The manager of CRCT declared distribution per unit (DPU) of 2.37 cents for 3Q17, just 0.4% higher than DPU of 2.36 cents a year ago.


See: CapitaLand Retail China Trust posts 0.4% rise in 3Q DPU of 2.37 cents

According to Ong, this makes up 22.0% of OCBC’s initial full-year forecast, which includes an assumed capital distribution top-up from CRCT for the CapitaMall Anzhen divestment.

“We previously assumed that there will be a top-up from the Anzhen divestment proceeds for any lost income due to the disposal in FY17 and FY18, but have now adjusted our DPU forecasts to assume no top-up to be conservative,” says Ong. “Without the assumption of this top-up, the 3Q17 DPU of 2.37 cents would have made 22.8% of our full-year forecast.”

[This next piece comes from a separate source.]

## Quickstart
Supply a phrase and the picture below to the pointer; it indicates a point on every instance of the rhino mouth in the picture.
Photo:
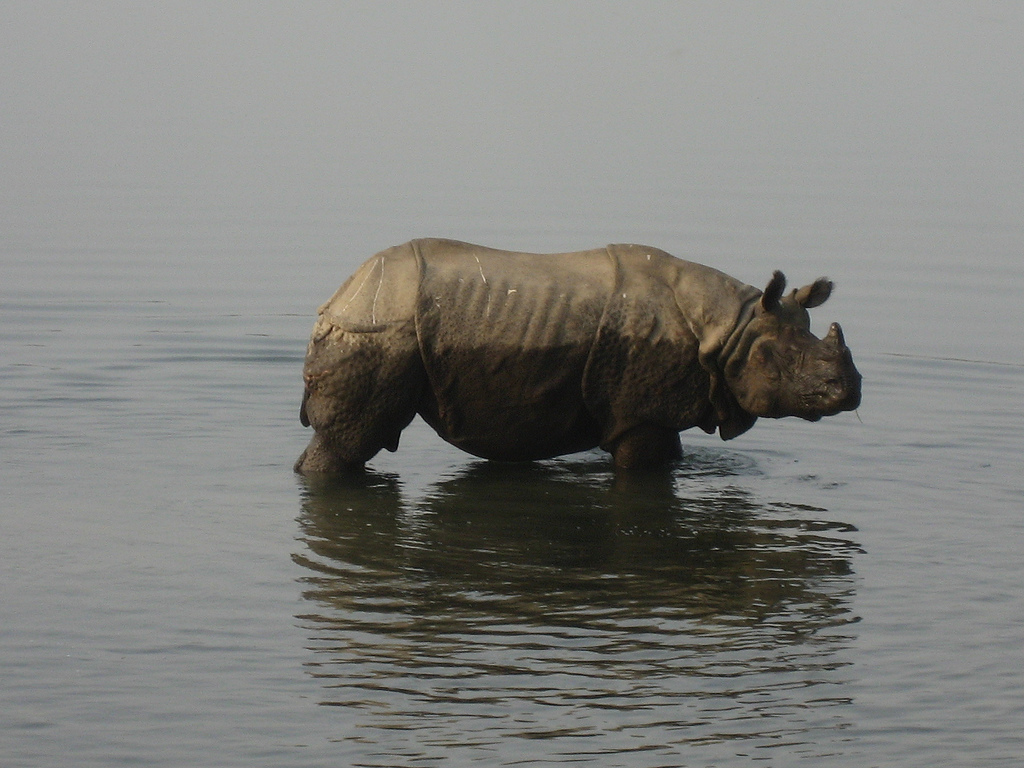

More clarity on any potential capital distribution is expected to come in next quarter, she adds.

Meanwhile, Ong notes that “CRCT recorded a resilient portfolio occupancy of 95.6%, clocking a healthy rental reversion of 7.5% in 3Q17.”

She sees the potential for CapitaMall Wangjing to be a catalyst for CRCT, on the back of strong leasing demand.

“Going forward, we expect greater contributions from CapitaMall Wangjing from 2Q18 onwards as the proportion of non-anchor NLA (net lettable area) increases from 50% to 60%,” she says.

As at 11.43am, units in CRCT are trading half a cent lower at $1.68, implying an estimated price-to-earnings ratio of 19.8 times and DPU yield of 6.1% for FY17.